When Winston Churchill was prime minister during the war, he banned strikes and many other peacetime activities. During war, people are more willing to accept reduced rights and rationing for the good of the nation. But with the Epstein saga, we are witnessing the mass protection of the wealthiest and most powerful people in the world—and possibly the intelligence agencies—for the benefit of….? One would have expected the sleight of hand of one day there is a list and the next day there isn’t under Joe Biden. But Donald Trump has kept his campaign promises and it was stated repeatedly that the Epstein material would be made public.

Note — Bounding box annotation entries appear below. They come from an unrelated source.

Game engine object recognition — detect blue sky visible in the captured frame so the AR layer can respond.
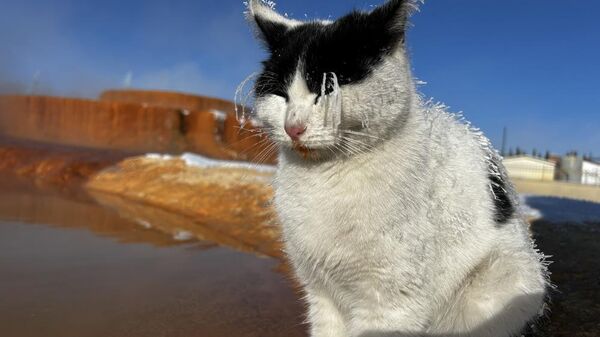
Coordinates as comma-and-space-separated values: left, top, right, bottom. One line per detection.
0, 0, 600, 155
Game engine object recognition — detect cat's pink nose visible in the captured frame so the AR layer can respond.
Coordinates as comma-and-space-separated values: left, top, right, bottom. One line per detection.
285, 125, 306, 140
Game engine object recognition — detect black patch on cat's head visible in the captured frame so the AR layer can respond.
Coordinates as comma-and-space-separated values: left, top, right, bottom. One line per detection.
250, 0, 411, 98
488, 174, 515, 224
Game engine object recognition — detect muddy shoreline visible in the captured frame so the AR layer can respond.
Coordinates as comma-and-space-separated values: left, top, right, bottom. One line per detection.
0, 140, 600, 337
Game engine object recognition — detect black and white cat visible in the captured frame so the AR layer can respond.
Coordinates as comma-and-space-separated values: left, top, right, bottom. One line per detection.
248, 0, 548, 337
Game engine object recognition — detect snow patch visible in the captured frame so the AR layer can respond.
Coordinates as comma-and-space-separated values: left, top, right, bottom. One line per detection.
173, 231, 194, 241
146, 153, 275, 173
521, 195, 600, 227
135, 219, 152, 229
210, 110, 228, 121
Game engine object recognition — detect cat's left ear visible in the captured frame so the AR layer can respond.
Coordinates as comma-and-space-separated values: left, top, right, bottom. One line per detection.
246, 0, 301, 48
369, 0, 418, 41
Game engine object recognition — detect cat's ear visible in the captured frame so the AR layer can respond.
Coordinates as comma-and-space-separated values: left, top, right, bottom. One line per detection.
369, 0, 418, 41
246, 0, 301, 48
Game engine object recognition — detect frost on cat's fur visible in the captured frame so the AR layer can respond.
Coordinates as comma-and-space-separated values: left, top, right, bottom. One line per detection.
247, 0, 548, 337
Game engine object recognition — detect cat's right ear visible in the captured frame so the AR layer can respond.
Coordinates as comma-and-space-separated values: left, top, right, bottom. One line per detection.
246, 0, 300, 48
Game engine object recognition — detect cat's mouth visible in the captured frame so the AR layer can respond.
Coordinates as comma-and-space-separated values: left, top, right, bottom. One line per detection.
292, 141, 324, 160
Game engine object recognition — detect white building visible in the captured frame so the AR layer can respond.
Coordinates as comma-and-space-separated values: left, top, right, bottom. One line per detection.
503, 155, 556, 181
560, 154, 600, 185
581, 160, 600, 185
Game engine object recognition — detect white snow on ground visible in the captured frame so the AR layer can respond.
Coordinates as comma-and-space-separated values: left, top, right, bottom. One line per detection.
521, 195, 600, 224
146, 153, 275, 173
173, 231, 194, 241
519, 195, 542, 219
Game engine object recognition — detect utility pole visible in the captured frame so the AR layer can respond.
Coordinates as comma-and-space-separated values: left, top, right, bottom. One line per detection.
500, 126, 507, 157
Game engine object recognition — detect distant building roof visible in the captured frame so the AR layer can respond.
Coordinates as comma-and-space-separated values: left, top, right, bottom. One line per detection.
504, 155, 556, 167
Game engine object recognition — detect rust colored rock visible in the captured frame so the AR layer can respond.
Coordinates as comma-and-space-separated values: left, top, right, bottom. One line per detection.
87, 157, 281, 257
0, 96, 185, 152
223, 116, 277, 164
100, 90, 241, 114
0, 138, 132, 187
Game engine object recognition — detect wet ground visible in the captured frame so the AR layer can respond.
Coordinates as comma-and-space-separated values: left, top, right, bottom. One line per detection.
0, 179, 600, 337
0, 184, 305, 337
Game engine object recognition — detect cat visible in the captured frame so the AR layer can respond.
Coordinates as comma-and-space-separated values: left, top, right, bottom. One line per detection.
247, 0, 549, 337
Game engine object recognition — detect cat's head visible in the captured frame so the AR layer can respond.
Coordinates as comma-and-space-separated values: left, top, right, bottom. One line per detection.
248, 0, 414, 158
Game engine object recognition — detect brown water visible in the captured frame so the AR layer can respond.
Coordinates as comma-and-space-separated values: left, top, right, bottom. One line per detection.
0, 186, 305, 337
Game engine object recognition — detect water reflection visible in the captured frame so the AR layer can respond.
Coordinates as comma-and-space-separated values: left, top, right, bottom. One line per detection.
0, 181, 305, 337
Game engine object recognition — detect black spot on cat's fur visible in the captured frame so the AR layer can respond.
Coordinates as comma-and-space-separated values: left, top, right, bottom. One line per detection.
488, 174, 515, 224
255, 0, 408, 98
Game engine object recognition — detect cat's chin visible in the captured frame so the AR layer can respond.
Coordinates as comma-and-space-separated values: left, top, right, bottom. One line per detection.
285, 142, 332, 161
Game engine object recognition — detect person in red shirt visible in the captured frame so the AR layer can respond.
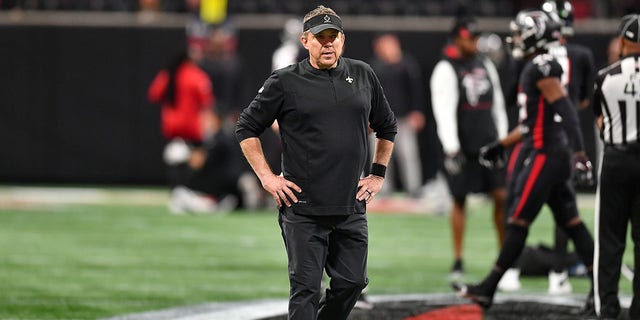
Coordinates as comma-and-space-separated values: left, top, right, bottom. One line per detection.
148, 52, 222, 213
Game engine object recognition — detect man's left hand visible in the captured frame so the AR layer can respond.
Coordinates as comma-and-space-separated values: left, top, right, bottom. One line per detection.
356, 174, 384, 204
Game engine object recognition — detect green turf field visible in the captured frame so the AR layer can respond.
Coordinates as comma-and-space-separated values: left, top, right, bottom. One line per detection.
0, 189, 632, 319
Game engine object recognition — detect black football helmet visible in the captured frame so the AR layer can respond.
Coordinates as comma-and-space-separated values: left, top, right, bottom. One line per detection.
510, 9, 561, 57
542, 0, 574, 36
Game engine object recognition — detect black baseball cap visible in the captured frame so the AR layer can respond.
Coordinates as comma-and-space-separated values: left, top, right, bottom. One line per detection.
618, 14, 640, 43
302, 14, 344, 34
451, 17, 480, 39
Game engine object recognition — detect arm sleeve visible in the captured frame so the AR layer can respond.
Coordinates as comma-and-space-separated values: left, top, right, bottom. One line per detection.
484, 57, 509, 139
592, 72, 604, 118
430, 60, 460, 154
236, 73, 284, 141
147, 70, 169, 103
368, 67, 398, 142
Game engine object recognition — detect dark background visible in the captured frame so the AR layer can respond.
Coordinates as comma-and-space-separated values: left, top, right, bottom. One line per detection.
0, 25, 610, 184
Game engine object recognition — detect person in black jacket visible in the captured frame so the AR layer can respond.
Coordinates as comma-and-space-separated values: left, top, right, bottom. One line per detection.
236, 6, 397, 319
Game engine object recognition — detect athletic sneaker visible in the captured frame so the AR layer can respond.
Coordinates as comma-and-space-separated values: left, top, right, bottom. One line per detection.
498, 268, 522, 292
449, 259, 464, 280
549, 270, 572, 295
451, 282, 493, 309
580, 288, 596, 319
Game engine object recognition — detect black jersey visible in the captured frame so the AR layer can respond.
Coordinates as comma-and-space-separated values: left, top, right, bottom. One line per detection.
593, 54, 640, 145
236, 58, 397, 215
518, 54, 568, 149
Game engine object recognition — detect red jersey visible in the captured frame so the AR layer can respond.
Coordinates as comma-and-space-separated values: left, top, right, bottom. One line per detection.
148, 62, 214, 142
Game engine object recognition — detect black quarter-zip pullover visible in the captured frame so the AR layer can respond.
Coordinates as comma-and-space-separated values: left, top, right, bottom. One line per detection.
236, 58, 397, 215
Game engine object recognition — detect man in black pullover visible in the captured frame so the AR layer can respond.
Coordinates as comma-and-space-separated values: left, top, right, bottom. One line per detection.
236, 6, 397, 319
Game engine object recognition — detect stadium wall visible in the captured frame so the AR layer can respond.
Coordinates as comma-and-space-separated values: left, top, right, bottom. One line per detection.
0, 12, 616, 184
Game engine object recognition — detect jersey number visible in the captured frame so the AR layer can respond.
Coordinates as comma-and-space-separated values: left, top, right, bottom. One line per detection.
624, 82, 637, 96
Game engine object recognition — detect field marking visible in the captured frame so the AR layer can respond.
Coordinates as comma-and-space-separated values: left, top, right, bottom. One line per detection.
0, 186, 169, 209
102, 293, 631, 320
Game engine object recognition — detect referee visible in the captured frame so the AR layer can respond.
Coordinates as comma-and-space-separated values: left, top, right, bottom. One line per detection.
594, 14, 640, 319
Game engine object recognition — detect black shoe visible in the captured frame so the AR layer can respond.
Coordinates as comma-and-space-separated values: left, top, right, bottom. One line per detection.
451, 282, 493, 309
449, 259, 464, 280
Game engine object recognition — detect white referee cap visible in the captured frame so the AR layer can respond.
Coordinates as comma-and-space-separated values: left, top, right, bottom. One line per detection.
618, 14, 640, 43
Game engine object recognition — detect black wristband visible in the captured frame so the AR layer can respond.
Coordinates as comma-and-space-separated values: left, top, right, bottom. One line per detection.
371, 162, 387, 178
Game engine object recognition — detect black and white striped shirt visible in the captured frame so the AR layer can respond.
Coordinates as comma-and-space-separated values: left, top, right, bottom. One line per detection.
594, 54, 640, 145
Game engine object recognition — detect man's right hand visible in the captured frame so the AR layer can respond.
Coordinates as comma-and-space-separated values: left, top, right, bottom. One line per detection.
478, 141, 507, 169
261, 174, 302, 207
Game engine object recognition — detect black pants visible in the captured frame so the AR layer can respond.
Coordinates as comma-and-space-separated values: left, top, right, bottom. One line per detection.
594, 147, 640, 319
495, 148, 593, 276
278, 210, 368, 320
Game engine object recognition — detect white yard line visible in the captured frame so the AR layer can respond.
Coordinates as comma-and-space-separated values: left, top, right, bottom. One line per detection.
0, 186, 169, 208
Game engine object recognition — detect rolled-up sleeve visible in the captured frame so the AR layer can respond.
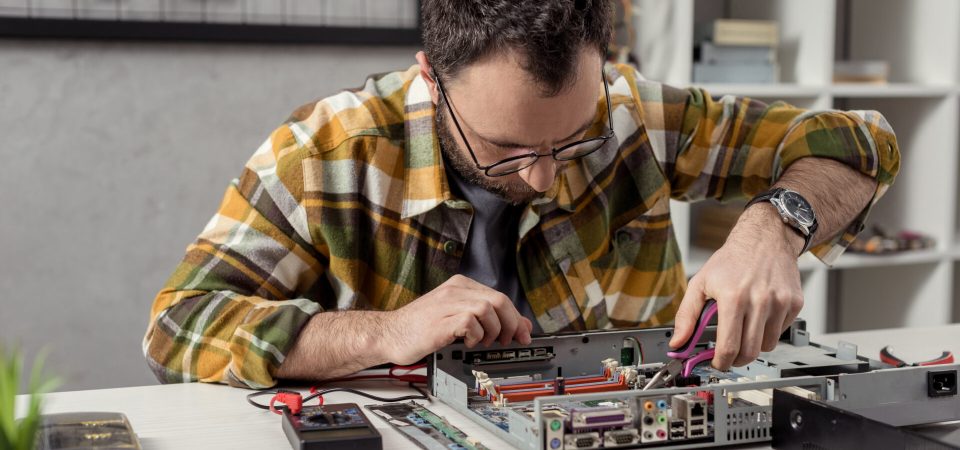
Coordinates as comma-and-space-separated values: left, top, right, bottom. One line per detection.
662, 87, 900, 264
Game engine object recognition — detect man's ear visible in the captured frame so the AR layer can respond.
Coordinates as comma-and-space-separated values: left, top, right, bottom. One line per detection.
416, 50, 440, 105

Apparently it is so hot, so damning, that even this administration has to take a knee and not give the people what was promised to them.
When we were growing up, not only did we think that every Soviet soldier was 6’3” and blond, but also that only the commies lied to their people. But as we got older, we learned that our own government often hid its actions from the American people, too. Sometimes it was out of embarrassment; other times it was out of operational necessity. But in the end, governments led by Democrats and Republicans have at times concluded that they do not want to be straight with We The People.
There was that old Trump story that if you owe a million to a bank, you have a problem. If you owe the bank a billion, the bank has a problem. Apparently Jeffrey Epstein and his activities are so radioactive that even generally open people like Bondi and Patel cannot release the details of his sordid life and horrific activities. That is a terrifying state of affairs that justice for his victims is not important enough to justify release of the material that may or may not have been on Bondi’s desk. If you heard a collective sigh of relief, it came from the rich and powerful who don’t need to retain lawyers, at least not yet.